When Stuxnet first became public, I was impressed that Siemens immediately issued a release with explanations. We all know that the company must have many talented engineers who surely had been working on the problem. I was immediately taken to task by Dale Peterson in his blog for being too soft on Siemens. He believes that suppliers should provide a 100% fool-proof secured system–or so I took his comments to mean.
Well the public releases dried up. Then Siemens started to parse more information out. Here is a release from last week (I’m catching up on thoughts following two straight weeks on the road and getting a magazine out).
From a press release entitled “Update on S7 Vulnerabilities (Status June 13, 2011)”, Siemens stated, “Despite recent news reports, Siemens latest software vulnerabilities are not caused by malware (like Stuxnet), but by a weakness in communication functions of its Programmable Logic Controller (PLC) product, called S7-1200. The vulnerability was discovered by an NSS Labs researcher and resulted in an ICS-CERT security advisory.
“On Friday, June 10, Siemens released a firmware update of its S7-1200 PLC that eliminates vulnerabilities and improves the security and robustness of its S7-1200 product family. To download the firmware and to obtain more detailed information, please visit: www.siemens.com/networkbehavior-S7-1200.
“At this point, Siemens is not aware of any customers affected by the identified weak points found in its S7-1200 PLCs. The company would like to emphasize that it is fully committed to maintaining the highest quality products with the most stringent security standards. Siemens experts have been working closely with ICS-CERT and various user communities to continuously improve the Siemens industrial controller products.

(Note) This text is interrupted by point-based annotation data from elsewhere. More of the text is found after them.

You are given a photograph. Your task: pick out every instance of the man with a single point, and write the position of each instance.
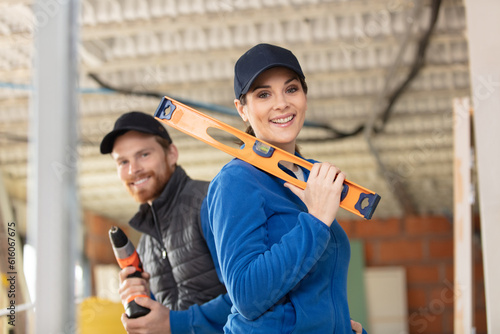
(178, 267)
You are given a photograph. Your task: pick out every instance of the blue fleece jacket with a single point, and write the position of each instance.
(285, 271)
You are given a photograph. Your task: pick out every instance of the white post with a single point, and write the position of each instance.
(484, 56)
(462, 224)
(52, 203)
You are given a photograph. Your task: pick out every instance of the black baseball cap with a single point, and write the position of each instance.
(258, 59)
(137, 121)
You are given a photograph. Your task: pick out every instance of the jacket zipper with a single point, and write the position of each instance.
(158, 230)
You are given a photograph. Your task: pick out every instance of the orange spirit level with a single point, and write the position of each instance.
(260, 154)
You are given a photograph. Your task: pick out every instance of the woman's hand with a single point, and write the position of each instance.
(322, 193)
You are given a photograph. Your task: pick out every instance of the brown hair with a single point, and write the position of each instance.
(243, 101)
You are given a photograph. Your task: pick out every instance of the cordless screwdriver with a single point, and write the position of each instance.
(127, 256)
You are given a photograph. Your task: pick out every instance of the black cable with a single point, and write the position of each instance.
(336, 134)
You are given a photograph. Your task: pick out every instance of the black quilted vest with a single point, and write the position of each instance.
(172, 247)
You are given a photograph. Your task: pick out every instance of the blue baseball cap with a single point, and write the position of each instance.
(258, 59)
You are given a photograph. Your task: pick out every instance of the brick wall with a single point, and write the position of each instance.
(424, 247)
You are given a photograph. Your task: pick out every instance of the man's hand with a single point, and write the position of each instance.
(155, 322)
(132, 286)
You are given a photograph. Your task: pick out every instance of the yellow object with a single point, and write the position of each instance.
(100, 316)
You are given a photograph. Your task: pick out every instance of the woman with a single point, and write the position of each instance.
(282, 254)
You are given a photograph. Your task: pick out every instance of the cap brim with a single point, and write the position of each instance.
(250, 82)
(109, 140)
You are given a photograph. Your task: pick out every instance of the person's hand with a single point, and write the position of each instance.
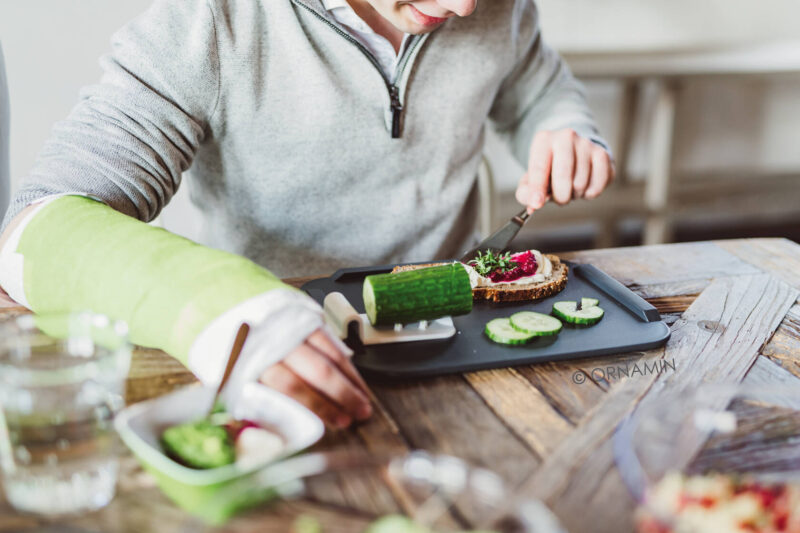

Siemens continues to recommend to all its customers that they implement the appropriate security measures (e.g. firewall, secure switches and gateways) in their facilities that are typically separate from the actual PLCs. Find more info at www.siemens.com/industrialsecurity.
A”s a further precaution, Siemens controllers, including the S7-300/400 families, are being tested against the discovered vulnerability scenarios. Today, Siemens can already exclude any vulnerability of the S7-300/400 against the “denial of service” scenario. Ongoing and extensive tests of further security scenarios are currently underway in our R&D labs. Depending on the results of those tests, the company will react accordingly. If any customers have concerns that an unauthorized person has been able to record an online communication between the engineering PC and the PLC, the company recommends an immediate change to the PLC password.”
As fate would have it, I had lunch with noted security expert Eric Byres at the Honeywell User Group on June 14. He had just written a series of blogs here, here and here in which he took Siemens lawyers and public relations counsel to task for not being forthright enough in that statement.
Cyber Security Discussed at Siemens Summit
After that, Siemens announced that it would feature a forum and discussion on cybersecurity at its Automation Summit. And none other than Byres himself is one of the featured speakers. The list includes “a host of Siemens technical and product specialists,” as well as Eric Byres, Byres Security; Mark Chambers, Astec Inc.; John deKrafft, AE Solutions; Joel Langill, SCADAhacker; Howard Page, McAfee, Inc.; Tyler Williams, Wurldtech Security Technologies; and Todd Stauffer and John Cusimano, exida Consulting, LLC.
This was enough to prompt Peterson to ask why Byres would deal with Siemens. Byres responds here.
There is no doubt that automation vendors need to step up and provide more security within their devices. On the other hand, it’s fair to ask how many customers have demanded it. Further, there are other vulnerabilities that are outside the purview of the supplier–policies, enforcement, network vulnerabilities, and more.
So, it’s fair to ask why the Siemens corporate spokespeople aren’t more forthcoming. But it’s also fair to ask why customers aren’t holding it–and all other systems suppliers–more accountable.